Public data shows that among local governments with the highest income growth, general public budget revenue in eastern Shandong province rose 12.3 percent in January from a year earlier. Shandong’s five major cities, including Jinan and Qingdao, also achieved double-digit revenue growth while fiscal revenue growth in southeastern Fujian province reached 10.8 percent in the same period.
The eastern cities of Suzhou, Hangzhou, Ningbo and Changzhou, Chengdu in the southwest, and Taiyuan in the north, also logged double-digit annual fiscal revenue growth.
China’s steady economic recovery and a relatively low fiscal take last year amid the pandemic were important reasons for the year-on-year jump in fiscal revenue in January, according to Shi Zhengwen, a professor at China University of Political Science and Law.
The fiscal income of local government fell 0.9 percent last year form 2019 due to Covid-19 and big tax cuts. But the decline slowed in the second quarter as work and production resumed. Revenue gained in the third and fourth quarters.
Though January’s data was generally good, local governments remain calm about full-year revenue forecasts, Yicai Global learned from projections issued by 20 provinces. Hubei province and Tianjin, which have relatively low bases amid sharp declines last year, expect to achieve double-digit gains this year. But income growth elsewhere is expected to be no more than 7 percent.

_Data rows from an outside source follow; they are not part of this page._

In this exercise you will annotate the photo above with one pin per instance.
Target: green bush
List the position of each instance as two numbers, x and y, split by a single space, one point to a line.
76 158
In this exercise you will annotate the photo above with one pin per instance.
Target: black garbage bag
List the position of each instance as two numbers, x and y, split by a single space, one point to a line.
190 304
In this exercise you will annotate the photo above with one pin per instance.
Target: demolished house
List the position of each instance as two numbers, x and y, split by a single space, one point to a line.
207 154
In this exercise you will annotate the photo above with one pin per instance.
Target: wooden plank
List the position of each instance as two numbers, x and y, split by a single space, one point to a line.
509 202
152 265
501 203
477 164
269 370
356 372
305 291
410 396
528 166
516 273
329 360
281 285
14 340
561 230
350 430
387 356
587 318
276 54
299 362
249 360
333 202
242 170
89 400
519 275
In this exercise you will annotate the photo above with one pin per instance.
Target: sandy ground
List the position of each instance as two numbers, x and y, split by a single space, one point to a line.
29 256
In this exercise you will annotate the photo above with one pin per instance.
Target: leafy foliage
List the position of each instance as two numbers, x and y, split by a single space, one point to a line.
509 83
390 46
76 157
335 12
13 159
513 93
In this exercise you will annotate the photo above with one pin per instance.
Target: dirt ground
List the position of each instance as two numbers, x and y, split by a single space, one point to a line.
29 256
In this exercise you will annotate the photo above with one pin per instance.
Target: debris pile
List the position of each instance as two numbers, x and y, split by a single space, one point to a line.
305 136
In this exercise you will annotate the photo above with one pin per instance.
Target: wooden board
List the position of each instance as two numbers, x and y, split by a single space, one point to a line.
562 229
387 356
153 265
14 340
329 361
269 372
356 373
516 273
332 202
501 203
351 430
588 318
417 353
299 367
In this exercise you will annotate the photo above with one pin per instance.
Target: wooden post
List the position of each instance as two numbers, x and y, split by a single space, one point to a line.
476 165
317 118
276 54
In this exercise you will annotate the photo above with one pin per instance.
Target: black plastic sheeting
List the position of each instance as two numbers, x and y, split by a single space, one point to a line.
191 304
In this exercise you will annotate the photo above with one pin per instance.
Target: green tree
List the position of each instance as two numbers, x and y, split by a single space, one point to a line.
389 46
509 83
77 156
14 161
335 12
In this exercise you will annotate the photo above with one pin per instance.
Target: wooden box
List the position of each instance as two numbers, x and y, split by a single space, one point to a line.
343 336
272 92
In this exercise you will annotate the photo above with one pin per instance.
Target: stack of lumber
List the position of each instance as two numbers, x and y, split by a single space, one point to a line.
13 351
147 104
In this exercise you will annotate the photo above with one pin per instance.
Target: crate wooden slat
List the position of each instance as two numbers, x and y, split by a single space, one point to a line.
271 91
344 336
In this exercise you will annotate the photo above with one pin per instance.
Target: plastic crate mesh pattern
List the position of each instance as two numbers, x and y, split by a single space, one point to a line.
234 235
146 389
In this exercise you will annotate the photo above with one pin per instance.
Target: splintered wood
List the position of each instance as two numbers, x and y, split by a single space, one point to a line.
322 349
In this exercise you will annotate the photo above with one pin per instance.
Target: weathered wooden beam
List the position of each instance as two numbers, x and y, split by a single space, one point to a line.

Guangdong province, which ranks first for fiscal revenue, expects a 5 percent rise this year. Fiscally robust Jiangsu expects to increase revenue by 4.5 percent. Zhejiang predicts a 6 percent gain. Shanghai and Beijing expect a rate of 3 percent.
In this regard, a number of fiscal and taxation experts pointed out that the pressure to increase local fiscal revenue is greater this year. So although January’s figures were good, China is expected to maintain a medium-to-low growth rate throughout the year.
The experts noted that due to the global pandemic, economic growth prospects are still uncertain. And many local governments took measures to make up for the fall in tax income last year, pushing up the base figures even as tax breaks for businesses will continue this year.
But despite better fiscal revenues than in 2020, China’s local governments still face big fiscal deficits because of rigid growth in fiscal spending. As Wu Sufang, director of the Beijing Municipal Finance Bureau, suggested in her budget report to the local People’s Congress, the tight balance of Beijing’s slow growth of fiscal revenue and rapid growth in expenditure will be more prominent than ever in 2021.